Real Estate - Scraper
A scraper that gathers data from real estate ads.
Currently Suported Websites
Country | Website |
---|---|
Brazil | ZAP Imóveis |
Installation
Requirements |
---|
Python 3.6 |
MongoDB |
1. Clone this repository
Clone this repository using git and cd into the project folder:
git clone https://github.com/pauloromeira/realestate-scraper.git && \
cd realestate-scraper
2. Install Python requirements
Inside project folder, install python requirements using pip:
pip install -r requirements.txt
Usage
First, run MongoDB server:
mongod &
Then use the following command to start crawling:
scrapy crawl zap [-a url=<zapimoveis-url>] [-a start=n] [-a count=n] [-a seed=<seed>]

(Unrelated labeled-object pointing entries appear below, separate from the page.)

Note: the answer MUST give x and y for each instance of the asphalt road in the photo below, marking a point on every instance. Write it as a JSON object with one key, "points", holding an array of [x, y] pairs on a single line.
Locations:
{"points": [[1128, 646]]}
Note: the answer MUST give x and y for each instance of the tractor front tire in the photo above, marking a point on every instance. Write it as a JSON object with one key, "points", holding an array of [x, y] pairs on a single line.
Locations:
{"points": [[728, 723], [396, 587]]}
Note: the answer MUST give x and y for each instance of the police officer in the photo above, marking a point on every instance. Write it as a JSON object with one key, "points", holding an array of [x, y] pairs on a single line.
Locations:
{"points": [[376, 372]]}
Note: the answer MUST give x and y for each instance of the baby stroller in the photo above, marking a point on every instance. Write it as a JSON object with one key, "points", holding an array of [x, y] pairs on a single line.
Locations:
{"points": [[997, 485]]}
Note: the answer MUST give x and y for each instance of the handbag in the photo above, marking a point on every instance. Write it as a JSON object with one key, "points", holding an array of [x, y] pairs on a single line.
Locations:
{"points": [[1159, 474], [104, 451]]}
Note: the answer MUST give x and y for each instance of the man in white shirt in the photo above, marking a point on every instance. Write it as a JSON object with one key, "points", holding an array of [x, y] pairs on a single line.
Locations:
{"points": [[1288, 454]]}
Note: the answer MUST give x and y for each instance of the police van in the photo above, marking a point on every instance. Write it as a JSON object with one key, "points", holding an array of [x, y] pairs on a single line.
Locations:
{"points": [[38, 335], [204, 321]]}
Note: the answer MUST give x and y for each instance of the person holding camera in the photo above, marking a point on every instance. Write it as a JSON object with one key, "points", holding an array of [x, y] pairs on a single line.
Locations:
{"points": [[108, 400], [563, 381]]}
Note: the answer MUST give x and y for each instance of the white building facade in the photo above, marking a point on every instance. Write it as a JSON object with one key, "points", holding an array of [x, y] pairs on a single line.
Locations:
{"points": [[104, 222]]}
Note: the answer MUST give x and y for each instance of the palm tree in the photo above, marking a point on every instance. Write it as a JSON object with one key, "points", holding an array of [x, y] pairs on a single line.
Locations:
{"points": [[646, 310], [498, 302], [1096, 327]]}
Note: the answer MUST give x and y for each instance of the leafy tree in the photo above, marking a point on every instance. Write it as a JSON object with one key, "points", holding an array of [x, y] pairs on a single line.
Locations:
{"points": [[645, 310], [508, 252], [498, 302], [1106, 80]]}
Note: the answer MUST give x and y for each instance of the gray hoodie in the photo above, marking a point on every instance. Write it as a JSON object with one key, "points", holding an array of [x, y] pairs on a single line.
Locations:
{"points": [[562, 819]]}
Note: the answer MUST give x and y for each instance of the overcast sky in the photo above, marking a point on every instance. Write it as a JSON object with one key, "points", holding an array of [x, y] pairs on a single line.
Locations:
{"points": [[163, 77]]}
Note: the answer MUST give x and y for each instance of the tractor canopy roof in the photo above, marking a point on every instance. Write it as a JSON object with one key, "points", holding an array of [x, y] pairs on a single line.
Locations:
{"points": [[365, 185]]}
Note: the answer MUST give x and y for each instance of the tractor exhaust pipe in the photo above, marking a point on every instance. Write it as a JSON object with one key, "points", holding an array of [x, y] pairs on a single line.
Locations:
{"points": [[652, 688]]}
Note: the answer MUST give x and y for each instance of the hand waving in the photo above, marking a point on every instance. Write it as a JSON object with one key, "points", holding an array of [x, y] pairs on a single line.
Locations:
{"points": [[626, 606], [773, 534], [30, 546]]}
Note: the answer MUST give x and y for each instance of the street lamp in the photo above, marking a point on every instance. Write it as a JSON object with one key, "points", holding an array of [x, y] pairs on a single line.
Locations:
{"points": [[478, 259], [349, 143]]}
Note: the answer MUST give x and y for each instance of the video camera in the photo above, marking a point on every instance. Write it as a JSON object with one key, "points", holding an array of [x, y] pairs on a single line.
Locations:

Curently, only ZAP Imóveis is suported
Arguments:
-
count: limits the number of pages the crawler will search for. The default is to crawl till the end.
-
start: start crawling from a given page. The default is
1
. -
url: website url to perform search.
-
seed: seed for the website search engine.
Examples
-
Default values - properties in Pernambuco, Brazil. Crawl all pages.
scrapy crawl zap
-
Olinda-PE. Crawl the first 4 pages.
scrapy crawl zap -a count=4 -a url="https://www.zapimoveis.com.br/venda/imoveis/pe+olinda/"
-
Rio de Janeiro-RJ - south zone. Starting at page 100, crawl till the end:
scrapy crawl zap -a start=100 -a url="https://www.zapimoveis.com.br/venda/imoveis/agr+rj+rio-de-janeiro+zona-sul/"
-
All places. Starting from page 4, crawl 3 pages:
scrapy crawl zap -a start=4 -a count=3 -a url="https://www.zapimoveis.com.br/venda/imoveis/"